The face-off between the US government and tech giants Amazon, Apple, Facebook and Google on July 27, where the CEOs Jeff Bezos, Tim Cook, Mark Zuckerberg and Sundar Pichai were to testify before the House Judiciary antitrust subcommittee, is set to be postponed, the media reported on Friday.
According to a report in Protocol, the congressional hearing is likely to be postponed in the wake of the death of civil rights icon and Democratic Congressman John Lewis.
“The hearing could be postponed in order to allow lawmakers to attend a service for Rep. John Lewis,” the report said, citing sources.
Lewis who became a towering figure of the civil rights movement and a longtime US Congressman died last week after a six-month battle with cancer.

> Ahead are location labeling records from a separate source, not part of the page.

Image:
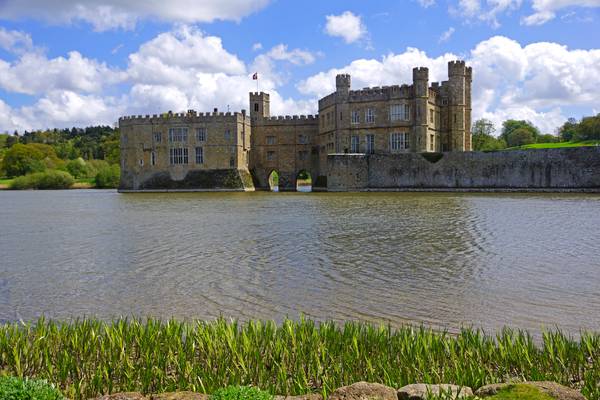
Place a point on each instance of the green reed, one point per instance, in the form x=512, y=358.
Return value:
x=90, y=357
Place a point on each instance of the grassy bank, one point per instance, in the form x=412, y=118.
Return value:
x=89, y=357
x=556, y=145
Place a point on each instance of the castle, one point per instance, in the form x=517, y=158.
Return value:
x=240, y=150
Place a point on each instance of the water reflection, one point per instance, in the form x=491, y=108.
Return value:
x=442, y=259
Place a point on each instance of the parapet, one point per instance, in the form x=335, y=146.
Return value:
x=187, y=117
x=420, y=74
x=457, y=68
x=289, y=120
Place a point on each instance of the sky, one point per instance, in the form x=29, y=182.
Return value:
x=87, y=62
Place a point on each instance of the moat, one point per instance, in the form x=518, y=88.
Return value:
x=443, y=259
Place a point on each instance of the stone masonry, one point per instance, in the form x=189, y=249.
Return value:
x=238, y=151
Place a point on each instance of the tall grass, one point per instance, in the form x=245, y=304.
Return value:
x=88, y=357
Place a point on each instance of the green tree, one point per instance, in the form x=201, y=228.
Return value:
x=548, y=138
x=78, y=168
x=483, y=138
x=520, y=137
x=569, y=129
x=22, y=159
x=588, y=129
x=108, y=177
x=512, y=125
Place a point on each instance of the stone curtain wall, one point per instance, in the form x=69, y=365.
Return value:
x=553, y=169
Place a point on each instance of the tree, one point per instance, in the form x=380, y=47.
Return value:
x=568, y=130
x=483, y=139
x=512, y=125
x=520, y=137
x=22, y=159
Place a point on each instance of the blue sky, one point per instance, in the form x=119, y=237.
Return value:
x=81, y=63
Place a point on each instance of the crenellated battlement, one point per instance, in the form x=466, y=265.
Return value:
x=457, y=68
x=189, y=117
x=289, y=120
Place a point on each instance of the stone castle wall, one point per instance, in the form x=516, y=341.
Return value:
x=551, y=169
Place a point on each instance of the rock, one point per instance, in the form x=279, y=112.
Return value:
x=364, y=391
x=553, y=389
x=421, y=391
x=123, y=396
x=310, y=396
x=180, y=396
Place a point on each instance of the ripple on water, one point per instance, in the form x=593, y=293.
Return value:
x=440, y=259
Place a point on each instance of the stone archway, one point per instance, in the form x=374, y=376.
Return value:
x=304, y=181
x=273, y=181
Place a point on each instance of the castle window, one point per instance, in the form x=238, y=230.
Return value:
x=178, y=155
x=355, y=144
x=399, y=112
x=199, y=155
x=201, y=134
x=399, y=141
x=370, y=144
x=177, y=135
x=369, y=116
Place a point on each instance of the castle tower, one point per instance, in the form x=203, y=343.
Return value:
x=342, y=84
x=421, y=86
x=457, y=105
x=259, y=105
x=468, y=109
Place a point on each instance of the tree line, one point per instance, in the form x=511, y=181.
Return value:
x=516, y=133
x=90, y=153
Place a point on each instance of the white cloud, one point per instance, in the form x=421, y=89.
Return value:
x=510, y=81
x=346, y=25
x=426, y=3
x=15, y=41
x=110, y=14
x=296, y=56
x=488, y=12
x=447, y=35
x=545, y=10
x=176, y=70
x=33, y=73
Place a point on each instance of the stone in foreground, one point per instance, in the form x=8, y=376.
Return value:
x=123, y=396
x=179, y=396
x=364, y=391
x=310, y=396
x=553, y=389
x=421, y=391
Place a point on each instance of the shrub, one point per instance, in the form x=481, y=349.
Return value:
x=12, y=388
x=241, y=393
x=43, y=180
x=108, y=177
x=78, y=168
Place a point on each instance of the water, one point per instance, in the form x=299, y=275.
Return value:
x=445, y=260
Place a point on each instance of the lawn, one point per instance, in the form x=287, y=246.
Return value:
x=84, y=183
x=556, y=145
x=521, y=392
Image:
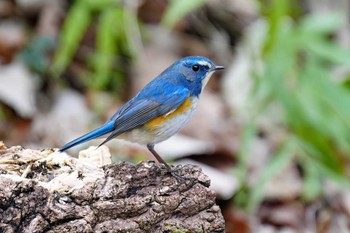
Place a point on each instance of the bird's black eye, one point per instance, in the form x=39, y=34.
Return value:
x=195, y=67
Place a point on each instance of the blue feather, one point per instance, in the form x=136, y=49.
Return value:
x=104, y=129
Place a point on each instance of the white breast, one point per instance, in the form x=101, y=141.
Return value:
x=168, y=129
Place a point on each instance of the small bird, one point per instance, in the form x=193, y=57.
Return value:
x=160, y=109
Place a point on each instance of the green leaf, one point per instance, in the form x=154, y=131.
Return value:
x=74, y=27
x=322, y=23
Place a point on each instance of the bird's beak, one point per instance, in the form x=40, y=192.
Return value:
x=218, y=68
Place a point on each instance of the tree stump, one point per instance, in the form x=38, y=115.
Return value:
x=47, y=191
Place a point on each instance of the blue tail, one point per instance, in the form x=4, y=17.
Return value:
x=104, y=129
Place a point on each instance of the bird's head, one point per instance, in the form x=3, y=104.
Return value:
x=197, y=71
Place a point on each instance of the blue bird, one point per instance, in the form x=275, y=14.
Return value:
x=160, y=109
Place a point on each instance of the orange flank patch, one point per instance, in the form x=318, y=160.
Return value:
x=156, y=122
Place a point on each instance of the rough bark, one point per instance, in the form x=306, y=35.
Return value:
x=45, y=191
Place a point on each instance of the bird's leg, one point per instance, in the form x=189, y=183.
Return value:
x=157, y=156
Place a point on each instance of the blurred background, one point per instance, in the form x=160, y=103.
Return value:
x=272, y=130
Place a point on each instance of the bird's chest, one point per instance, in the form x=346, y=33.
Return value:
x=165, y=126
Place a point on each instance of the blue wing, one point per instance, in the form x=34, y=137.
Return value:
x=156, y=99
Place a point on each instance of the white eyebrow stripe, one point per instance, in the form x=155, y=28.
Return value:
x=204, y=63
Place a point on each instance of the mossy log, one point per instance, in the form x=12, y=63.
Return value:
x=47, y=191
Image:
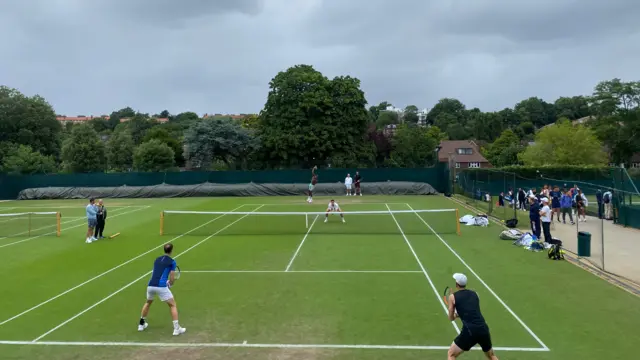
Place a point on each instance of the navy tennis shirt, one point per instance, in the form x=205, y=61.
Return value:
x=161, y=269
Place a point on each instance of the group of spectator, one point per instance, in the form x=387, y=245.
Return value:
x=571, y=202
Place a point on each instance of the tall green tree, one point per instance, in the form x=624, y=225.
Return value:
x=83, y=151
x=452, y=107
x=120, y=151
x=309, y=118
x=153, y=155
x=223, y=140
x=413, y=147
x=564, y=144
x=162, y=134
x=21, y=159
x=504, y=151
x=29, y=121
x=410, y=115
x=536, y=111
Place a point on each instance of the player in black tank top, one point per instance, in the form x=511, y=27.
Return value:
x=465, y=304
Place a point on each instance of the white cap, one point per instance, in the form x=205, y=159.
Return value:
x=461, y=279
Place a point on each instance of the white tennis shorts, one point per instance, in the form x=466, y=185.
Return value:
x=162, y=292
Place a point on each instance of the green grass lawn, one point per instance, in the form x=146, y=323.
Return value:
x=271, y=287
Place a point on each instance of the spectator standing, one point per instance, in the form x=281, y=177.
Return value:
x=101, y=218
x=555, y=202
x=566, y=207
x=607, y=199
x=546, y=216
x=600, y=204
x=91, y=220
x=534, y=216
x=522, y=198
x=581, y=205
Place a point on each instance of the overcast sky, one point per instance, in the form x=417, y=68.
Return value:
x=218, y=56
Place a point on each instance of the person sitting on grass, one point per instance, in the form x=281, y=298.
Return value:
x=331, y=208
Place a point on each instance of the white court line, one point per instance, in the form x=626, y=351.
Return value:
x=304, y=271
x=108, y=271
x=245, y=344
x=300, y=246
x=482, y=282
x=61, y=223
x=53, y=232
x=444, y=307
x=345, y=199
x=136, y=280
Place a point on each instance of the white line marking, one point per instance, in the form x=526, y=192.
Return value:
x=300, y=246
x=424, y=271
x=136, y=280
x=108, y=271
x=482, y=282
x=247, y=345
x=53, y=232
x=304, y=271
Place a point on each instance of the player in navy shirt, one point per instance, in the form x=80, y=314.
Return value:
x=161, y=280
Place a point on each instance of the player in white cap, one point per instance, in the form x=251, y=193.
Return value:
x=465, y=304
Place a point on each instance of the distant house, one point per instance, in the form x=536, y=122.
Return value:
x=462, y=154
x=80, y=119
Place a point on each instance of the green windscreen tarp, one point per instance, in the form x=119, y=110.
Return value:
x=212, y=189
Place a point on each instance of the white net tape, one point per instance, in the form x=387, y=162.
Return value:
x=375, y=212
x=28, y=213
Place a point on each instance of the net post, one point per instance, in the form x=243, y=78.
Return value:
x=161, y=223
x=58, y=227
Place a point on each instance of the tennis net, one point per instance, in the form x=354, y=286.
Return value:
x=30, y=224
x=414, y=222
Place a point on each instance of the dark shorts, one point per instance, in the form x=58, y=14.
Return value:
x=469, y=338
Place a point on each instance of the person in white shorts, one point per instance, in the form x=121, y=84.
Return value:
x=347, y=183
x=333, y=207
x=162, y=279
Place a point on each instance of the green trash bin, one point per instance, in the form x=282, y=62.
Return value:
x=584, y=244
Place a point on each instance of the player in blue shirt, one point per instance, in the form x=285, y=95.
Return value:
x=161, y=280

He was 80.
The US House of Representatives’ Judiciary Committee was to grill the tech CEOs over the dominance in their fields of e-retail, smartphone software, social media and Search.

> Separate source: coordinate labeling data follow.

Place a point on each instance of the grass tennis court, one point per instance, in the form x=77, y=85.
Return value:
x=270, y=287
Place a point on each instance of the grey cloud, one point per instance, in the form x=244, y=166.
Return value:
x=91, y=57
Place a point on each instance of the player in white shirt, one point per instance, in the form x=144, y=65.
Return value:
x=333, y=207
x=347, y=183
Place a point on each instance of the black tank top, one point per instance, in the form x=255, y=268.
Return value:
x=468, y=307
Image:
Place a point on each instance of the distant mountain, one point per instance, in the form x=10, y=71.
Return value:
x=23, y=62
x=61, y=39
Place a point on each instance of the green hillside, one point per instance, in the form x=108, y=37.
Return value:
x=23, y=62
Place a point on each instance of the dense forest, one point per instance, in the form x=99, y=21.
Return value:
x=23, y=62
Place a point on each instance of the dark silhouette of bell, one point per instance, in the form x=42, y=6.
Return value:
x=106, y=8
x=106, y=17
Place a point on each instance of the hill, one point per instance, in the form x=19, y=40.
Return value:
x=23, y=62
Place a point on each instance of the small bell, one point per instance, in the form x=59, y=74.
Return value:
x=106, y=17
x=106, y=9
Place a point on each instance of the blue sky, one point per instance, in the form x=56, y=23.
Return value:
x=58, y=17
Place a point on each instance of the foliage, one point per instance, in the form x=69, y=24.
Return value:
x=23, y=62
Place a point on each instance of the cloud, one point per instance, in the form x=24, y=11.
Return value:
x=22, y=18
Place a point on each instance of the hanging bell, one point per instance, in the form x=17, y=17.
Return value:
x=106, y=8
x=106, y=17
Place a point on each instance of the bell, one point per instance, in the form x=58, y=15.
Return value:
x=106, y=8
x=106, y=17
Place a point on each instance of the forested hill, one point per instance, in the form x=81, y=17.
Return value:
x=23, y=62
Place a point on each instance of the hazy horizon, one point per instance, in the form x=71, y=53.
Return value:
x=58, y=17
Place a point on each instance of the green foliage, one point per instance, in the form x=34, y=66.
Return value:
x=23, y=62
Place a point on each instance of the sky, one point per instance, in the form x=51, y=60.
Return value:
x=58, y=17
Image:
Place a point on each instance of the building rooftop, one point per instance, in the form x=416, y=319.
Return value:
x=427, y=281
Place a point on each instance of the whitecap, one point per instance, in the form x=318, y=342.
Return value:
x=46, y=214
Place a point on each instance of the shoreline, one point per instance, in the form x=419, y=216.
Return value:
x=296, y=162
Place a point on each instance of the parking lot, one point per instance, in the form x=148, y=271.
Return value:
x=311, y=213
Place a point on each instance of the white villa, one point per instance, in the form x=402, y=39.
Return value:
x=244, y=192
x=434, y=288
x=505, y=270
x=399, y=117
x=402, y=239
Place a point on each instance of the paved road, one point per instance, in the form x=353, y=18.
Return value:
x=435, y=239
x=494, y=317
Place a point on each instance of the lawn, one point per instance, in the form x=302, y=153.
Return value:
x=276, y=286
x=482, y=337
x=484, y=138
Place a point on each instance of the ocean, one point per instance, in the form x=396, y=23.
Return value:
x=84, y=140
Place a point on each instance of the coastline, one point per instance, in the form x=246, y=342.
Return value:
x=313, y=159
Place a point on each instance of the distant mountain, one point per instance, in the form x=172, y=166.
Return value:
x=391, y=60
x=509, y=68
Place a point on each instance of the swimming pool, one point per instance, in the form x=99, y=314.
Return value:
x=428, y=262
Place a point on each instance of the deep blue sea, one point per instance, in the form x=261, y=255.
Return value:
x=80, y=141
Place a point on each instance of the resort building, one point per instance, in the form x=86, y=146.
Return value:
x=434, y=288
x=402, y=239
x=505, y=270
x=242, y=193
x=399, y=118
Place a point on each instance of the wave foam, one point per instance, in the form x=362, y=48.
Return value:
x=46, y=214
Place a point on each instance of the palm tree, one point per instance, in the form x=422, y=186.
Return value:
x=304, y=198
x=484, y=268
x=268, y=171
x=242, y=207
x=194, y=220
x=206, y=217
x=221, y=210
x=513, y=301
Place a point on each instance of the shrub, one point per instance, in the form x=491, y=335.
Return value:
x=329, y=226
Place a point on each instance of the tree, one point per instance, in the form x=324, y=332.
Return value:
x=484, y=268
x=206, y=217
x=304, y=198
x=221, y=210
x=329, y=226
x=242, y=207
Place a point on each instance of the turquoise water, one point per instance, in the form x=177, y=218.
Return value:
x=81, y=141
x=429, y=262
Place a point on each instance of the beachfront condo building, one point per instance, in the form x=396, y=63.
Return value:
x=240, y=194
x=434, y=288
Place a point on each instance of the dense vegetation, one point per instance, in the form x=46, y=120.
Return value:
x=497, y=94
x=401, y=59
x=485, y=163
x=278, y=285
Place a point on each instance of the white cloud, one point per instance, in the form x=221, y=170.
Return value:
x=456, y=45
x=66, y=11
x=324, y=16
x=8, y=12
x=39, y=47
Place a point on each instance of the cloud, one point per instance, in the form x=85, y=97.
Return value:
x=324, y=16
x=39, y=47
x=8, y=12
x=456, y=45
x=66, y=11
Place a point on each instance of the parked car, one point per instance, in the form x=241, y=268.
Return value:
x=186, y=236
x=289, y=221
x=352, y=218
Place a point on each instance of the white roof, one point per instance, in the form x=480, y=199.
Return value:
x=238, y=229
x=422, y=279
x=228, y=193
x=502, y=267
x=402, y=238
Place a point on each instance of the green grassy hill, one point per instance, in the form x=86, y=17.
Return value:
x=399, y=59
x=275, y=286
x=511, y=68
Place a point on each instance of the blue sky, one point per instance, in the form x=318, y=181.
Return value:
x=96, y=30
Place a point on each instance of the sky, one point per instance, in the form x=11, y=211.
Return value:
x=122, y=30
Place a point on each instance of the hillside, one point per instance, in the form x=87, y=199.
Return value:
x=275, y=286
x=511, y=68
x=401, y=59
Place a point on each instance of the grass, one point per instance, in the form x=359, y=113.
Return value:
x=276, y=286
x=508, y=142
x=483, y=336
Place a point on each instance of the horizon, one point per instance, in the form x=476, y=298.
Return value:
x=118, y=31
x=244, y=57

“Since last June, the Subcommittee has been investigating the dominance of a small number of digital platforms and the adequacy of existing antitrust laws and enforcement,” House Judiciary Committee Chairman Jerrold Nadler (D-NY) and Antitrust Subcommittee Chairman David Cicilline (D-RI) said in a statement earlier this month.
“Given the central role these corporations play in the lives of the American people, it is critical that their CEOs are forthcoming. As we have said from the start, their testimony is essential for us to complete this investigation”.
The panel announced its antitrust probe into the four tech giants in June last year.
Zuckerberg and Sandberg were also likely to depose before the US Federal Trade Commission (FTC) as part of a year-long probe into the company’s business practices next week.
The FTC is preparing for a sworn legal testimony from them as part of its probe into whether the social networking giant has violated US antitrust laws, The Wall Street Journal reported.